Wird mehr Strom produziert, als im Haushalt verbraucht werden kann, zählt der Ferraris-Zähler rückwärts. Er mindert damit die Strommenge, die gegenüber dem Netzbetreiber abgerechnet wird. Der Vorteil: Der Nutzer hat nicht nur seinen eigenen, umweltfreundlichen Strom produziert und sich damit in der betreffenden Menge unabhängig vom Netzbetreiber gemacht, sondern er kann sich auch über eine verringerte Stromrechnung freuen.
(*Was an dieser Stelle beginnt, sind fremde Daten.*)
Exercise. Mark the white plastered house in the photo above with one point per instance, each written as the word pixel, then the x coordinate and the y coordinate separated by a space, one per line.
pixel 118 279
Die Nachteile rückwärts drehender Zähler liegen allerdings auf der Hand. Sie bieten keinesfalls den Komfort, den moderne Smart Meter offerieren, da sie den Stromverbrauch seit ihrem Einbau aufzeichnen. Es gibt keine Möglichkeit, einen Überblick über den Monats- oder Jahresverbrauch zu erhalten, derartige Werte müssen manuell gesammelt werden. Durch das Rückwärtsdrehen beim Aufzeichnen des eingespeisten Stroms werden die Messwerte sogar noch verfälscht. Auch wenn mit dem Wechsel des Stromzählers Kosten verbunden sind, so ist der Tausch doch im Interesse einer besseren Kostentransparenz nötig. Außerdem kommen immer wiederhohe Stromrechnungen durch defekte Zähler zustande, da die alten Ferraris-Zähler in Einzelfälle nicht mehr genau genug zählen.